Wells hesitated. He’d learned the hard way what happened when you made promises you couldn’t keep. “You can trust me,” he said finally.

Sasha stared at him for a moment, then nodded. As they turned around a bend in the road, Wells’s skin began to tingle, his nerves buzzing with energy as his body braced for whatever awaited them.

But when the road straightened out again, there was nothing. Only more cracked pavement veined with plants.

“There,” Sasha said, pointing toward the trees that bordered the side of the road. “Do you see it?”

Wells started to shake his head, then froze as a geometric outline took shape among the tangle of branches.

It was a house.

“Oh my god,” Wells whispered as he took a few steps forward. “This is impossible.

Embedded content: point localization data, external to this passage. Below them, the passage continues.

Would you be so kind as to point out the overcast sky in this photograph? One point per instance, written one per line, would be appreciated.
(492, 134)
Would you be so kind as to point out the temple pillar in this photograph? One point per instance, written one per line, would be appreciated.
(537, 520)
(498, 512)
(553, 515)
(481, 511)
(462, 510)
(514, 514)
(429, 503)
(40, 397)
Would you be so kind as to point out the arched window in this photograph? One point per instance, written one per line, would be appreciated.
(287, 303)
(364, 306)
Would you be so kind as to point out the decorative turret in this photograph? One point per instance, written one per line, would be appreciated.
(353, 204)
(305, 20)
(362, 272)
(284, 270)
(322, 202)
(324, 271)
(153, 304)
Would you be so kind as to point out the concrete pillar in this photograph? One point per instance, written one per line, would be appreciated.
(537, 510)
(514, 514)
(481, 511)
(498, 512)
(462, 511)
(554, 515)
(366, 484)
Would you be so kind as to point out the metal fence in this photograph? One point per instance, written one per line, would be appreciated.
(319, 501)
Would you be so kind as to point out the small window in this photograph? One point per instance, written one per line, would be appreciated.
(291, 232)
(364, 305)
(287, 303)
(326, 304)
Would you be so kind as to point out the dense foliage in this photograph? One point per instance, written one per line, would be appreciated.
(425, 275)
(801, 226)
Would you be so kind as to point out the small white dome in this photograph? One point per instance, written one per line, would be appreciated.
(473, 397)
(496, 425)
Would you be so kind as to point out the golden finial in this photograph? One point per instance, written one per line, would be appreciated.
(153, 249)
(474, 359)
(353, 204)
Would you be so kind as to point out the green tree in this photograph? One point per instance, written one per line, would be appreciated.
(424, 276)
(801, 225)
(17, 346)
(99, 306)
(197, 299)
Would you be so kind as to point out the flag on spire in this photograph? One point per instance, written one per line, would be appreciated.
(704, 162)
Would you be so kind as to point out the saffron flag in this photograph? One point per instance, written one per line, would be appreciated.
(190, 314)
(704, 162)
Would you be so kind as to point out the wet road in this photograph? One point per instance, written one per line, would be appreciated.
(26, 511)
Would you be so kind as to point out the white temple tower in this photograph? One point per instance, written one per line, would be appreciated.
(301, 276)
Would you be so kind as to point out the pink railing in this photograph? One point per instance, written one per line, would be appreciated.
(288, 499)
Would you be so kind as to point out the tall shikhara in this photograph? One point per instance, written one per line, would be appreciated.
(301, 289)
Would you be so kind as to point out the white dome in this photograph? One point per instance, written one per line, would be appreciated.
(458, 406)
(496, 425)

I thought there was nothing left!”

“There’s not much. But these mountains protected a few structures from the blasts. Most of the people around here survived the bombs, but died later from starvation or radiation poisoning.”

As they got closer, Wells saw that the house was made of stone, which he supposed had a better chance of weathering the destruction, although much of the right side had collapsed.